South Korea is ramping up emergency measures as the Middle East conflict drives oil prices higher, exposing the country’s heavy reliance on energy imports and raising risks to growth, inflation, and supply chains.
Government Activates Emergency Response System
Prime Minister Kim Min-seok has called for a “whole-of-government” crisis response, warning that the conflict could be prolonged and requires urgent contingency planning.
Authorities will:
- Establish an emergency economic task force meeting twice weekly
- Set up a presidential-level crisis monitoring unit
- Accelerate policy coordination across ministries
This reflects a shift toward full crisis management mode as risks intensify.

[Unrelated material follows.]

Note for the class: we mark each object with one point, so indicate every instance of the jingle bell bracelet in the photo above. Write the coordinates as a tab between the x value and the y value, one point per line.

$16.7 Billion Stimulus to Cushion Impact
The government plans a 25 trillion won (US$16.7 billion) supplementary budget, equivalent to roughly 0.9% of GDP, aimed at mitigating the economic fallout.
Key focus areas include:
- Offsetting rising energy costs
- Supporting vulnerable households
- Stabilising supply chains
Importantly, the package will be funded through stronger tax revenues, avoiding additional debt issuance and limiting pressure on bond yields.
Inflation Risks Rising with Oil Shock
South Korea has already implemented emergency fuel price caps—the first in nearly 30 years—to contain inflation.
However, analysts warn that without intervention:
- Fuel prices could surge significantly
- Broader inflation pressures may intensify
- Fiscal stimulus could further add to price pressures
Economists estimate the stimulus could boost GDP growth by 0.18–0.35 percentage points, partially offsetting earlier downward revisions.
Heavy Energy Dependence Amplifies Risks
South Korea imports around 70% of its crude oil from the Middle East, making it highly vulnerable to supply disruptions.
A prolonged shock could:
- Increase costs for industrial inputs (naphtha, urea)
- Weaken export competitiveness
- Reduce domestic consumption
The effective disruption of the Strait of Hormuz further heightens these risks.
Policy Trade-Off: Growth vs Inflation
Authorities now face a difficult balancing act between:
- Supporting economic growth through fiscal stimulus
- Containing inflation driven by energy prices
Markets will closely monitor whether policy measures can stabilise the economy without triggering further price volatility.
Investor Takeaways
- South Korea has shifted into crisis mode, reflecting heightened risks from the oil supply shock.
- A 25 trillion won stimulus package aims to support growth without increasing debt levels.
- Fuel price caps and potential tax cuts highlight aggressive efforts to contain inflation.
- Heavy reliance on Middle East oil imports (70%) makes the economy highly vulnerable.
- The key risk is policy trade-off between growth support and rising inflation pressures.